Längst geht es nicht mehr um die Leugnung der eigenen Beteiligung an Völkermord und Aggressionskrieg. Was hat die junge Generation schon damit zu tun, daß ihre Großeltern den Antibolschewismus Hitlers im Antikommunismus McCarthys fortsetzten und sich darüber den Dispens verschafften, im Frontstaat BRD hohe Regierungsämter mit bewährten NS-Bürokraten besetzen zu können. "Wir gehen Patriotismus entspannter an - das ist typisch für unsere Generation", schwärmt Schröder über ihresgleichen und schert Rechte, Linke und Islamisten über den totalitarismustheoretischen Kamm, um sie unterschiedslos staatsfeindlicher Umtriebe bezichtigen zu können. Die Doktrin des Antiextremismus kennt keine antagonistischen Ideologien mehr, sondern nur die eine Nation, für deren Wohl die Guten ins Töpfchen und die Bösen ins Kröpfchen zu sortieren sind.

Der bunte Anschein, den das Fahnenmeer erweckt, maskiert die Uniformität der Nationalbegeisterung nicht, sondern unterstreicht den irrationalen, zwischen opportunistischem Herdenverhalten und ungeahnten Ausfällen changierenden Furor in Marsch gesetzter Massen. Was noch nicht die bedrohliche Form unvermittelter körperlicher Gewalt annimmt, droht den am Rande Stehenden damit, daß sie im Ernstfall auf der falschen Seite stehen. Wer behauptet, die Erregung der Massen sei jemals Ausdruck purer Lebensfreude gewesen, ignoriert die geschichtliche Lektion über Volkserhebung und Mobilmachung. Eine nicht in den Kategorien kulturindustrieller Vermittlung angesiedelte Freude bedarf der Vereinnahmung durch das größere Ganze nicht, ihre Kollektivität schließt jegliche Fremdbestimmung durch Dritte aus.

Der vielgelobte Teamgeist der Nationalmanschaft kann nicht darüber hinwegtäuschen, daß die Motive und Ziele von Sportstars Welten von den Zwängen und Problemen um ihr Überleben kämpfender Menschen entfernt sind.
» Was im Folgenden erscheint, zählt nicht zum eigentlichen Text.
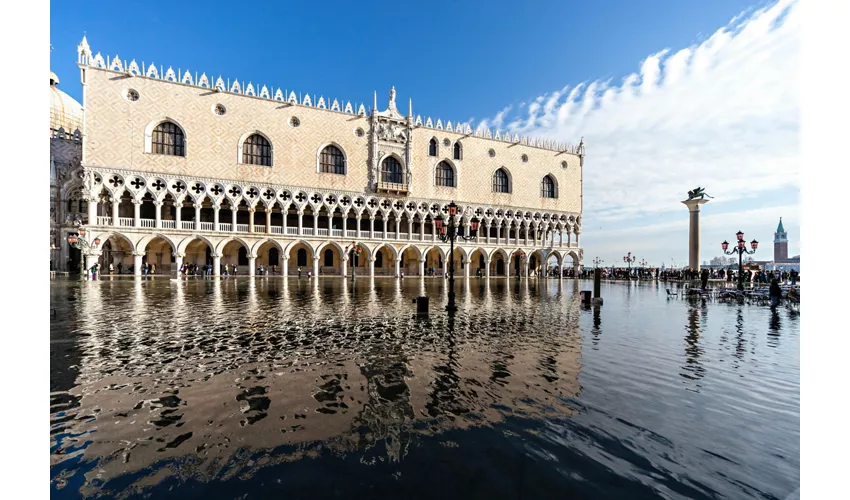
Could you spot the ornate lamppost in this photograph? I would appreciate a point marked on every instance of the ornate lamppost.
(79, 241)
(740, 249)
(447, 231)
(629, 259)
(350, 252)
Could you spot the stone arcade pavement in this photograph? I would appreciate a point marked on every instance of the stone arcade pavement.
(378, 257)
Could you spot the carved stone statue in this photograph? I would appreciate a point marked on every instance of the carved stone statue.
(699, 192)
(392, 99)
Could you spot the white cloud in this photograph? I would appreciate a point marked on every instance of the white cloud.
(723, 114)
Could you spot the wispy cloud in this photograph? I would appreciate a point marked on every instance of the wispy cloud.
(723, 113)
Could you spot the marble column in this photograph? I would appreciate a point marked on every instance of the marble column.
(693, 234)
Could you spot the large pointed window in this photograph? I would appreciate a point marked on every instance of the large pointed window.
(500, 182)
(257, 150)
(391, 171)
(445, 175)
(332, 161)
(547, 187)
(167, 139)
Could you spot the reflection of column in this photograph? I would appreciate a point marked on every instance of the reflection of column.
(693, 235)
(178, 262)
(137, 263)
(216, 264)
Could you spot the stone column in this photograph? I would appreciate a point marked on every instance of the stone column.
(137, 263)
(693, 234)
(115, 213)
(216, 264)
(158, 206)
(92, 208)
(137, 211)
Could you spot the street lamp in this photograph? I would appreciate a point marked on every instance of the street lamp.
(350, 251)
(740, 248)
(79, 241)
(629, 259)
(447, 231)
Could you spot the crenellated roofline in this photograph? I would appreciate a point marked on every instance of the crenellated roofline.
(186, 77)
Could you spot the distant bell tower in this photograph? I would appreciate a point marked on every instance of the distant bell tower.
(780, 243)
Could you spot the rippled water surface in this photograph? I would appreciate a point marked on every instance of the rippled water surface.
(316, 389)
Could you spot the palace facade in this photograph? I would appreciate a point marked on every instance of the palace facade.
(176, 167)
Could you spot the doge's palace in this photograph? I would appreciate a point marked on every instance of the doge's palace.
(180, 168)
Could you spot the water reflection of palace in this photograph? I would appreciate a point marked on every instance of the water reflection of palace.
(198, 381)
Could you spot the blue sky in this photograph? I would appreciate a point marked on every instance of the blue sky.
(527, 67)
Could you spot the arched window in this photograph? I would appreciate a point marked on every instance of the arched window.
(445, 175)
(257, 150)
(500, 181)
(167, 139)
(547, 187)
(391, 171)
(332, 161)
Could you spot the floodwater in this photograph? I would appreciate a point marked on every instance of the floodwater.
(295, 388)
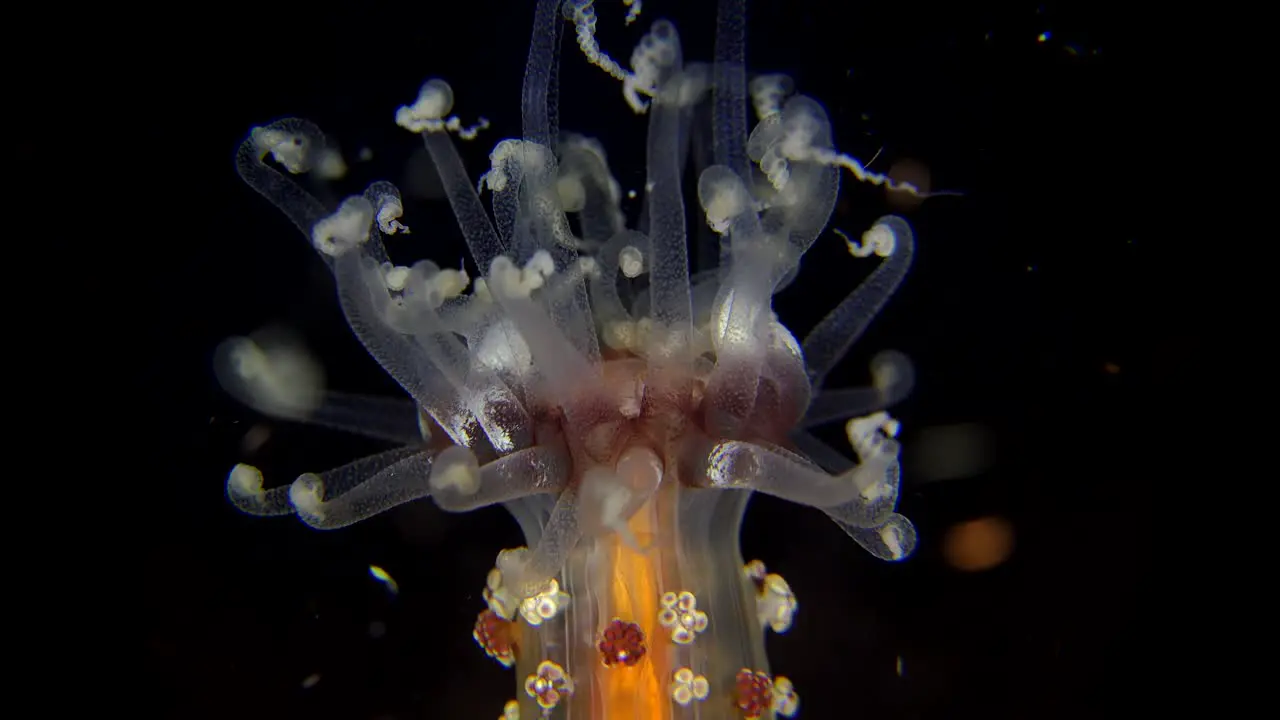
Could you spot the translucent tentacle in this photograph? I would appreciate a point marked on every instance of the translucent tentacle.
(460, 484)
(293, 144)
(730, 87)
(535, 94)
(862, 496)
(894, 540)
(356, 490)
(483, 241)
(892, 378)
(528, 572)
(364, 297)
(668, 255)
(833, 336)
(324, 502)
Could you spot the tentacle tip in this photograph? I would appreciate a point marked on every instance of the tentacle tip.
(306, 493)
(245, 482)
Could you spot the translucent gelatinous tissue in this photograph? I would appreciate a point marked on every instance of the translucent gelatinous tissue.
(621, 406)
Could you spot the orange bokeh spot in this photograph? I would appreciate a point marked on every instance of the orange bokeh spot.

So wird die Berichterstattung über die neuen deutschen Helden von einem Leistungsethos dominiert, dem das Team eine ausschließliche Bedingung seines Erfolgs ist und nicht etwa für die Solidarität mit dem Schwachen oder die Lehren menschlichen Scheiterns fruchtbar gemacht werden soll. Der Kontext des Wettbewerbs kontaminiert alle vermeintlich erstrebenswerten Qualitäten der Sportler mit dem Sozialdarwinismus der neoliberalen Verwertungslogik, dem sie in ihrer massenmedialen Präsenz auch und gerade dann Pate stehen, wenn gelebte Multikulturalität mit dem Siegel erfolgreich erbrachter Leistung gegen die Akzeptanz nichts als ihr nacktes Leben mitbringender Migranten gestellt wird. So führt die am Vorbild erfolgreicher Sportler exemplifizierte Schelte der Regierungspolitik nur ein Publikum in die Irre personalisierter Zuständigkeit für die Misere, das an der Ermächtigungslogik der Exekutivgewalt nicht rühren möchte, weil die dann sichtbar werdenden Probleme durch keine massenmediale Verdummungsstrategie mehr aus der Welt zu schaffen wären.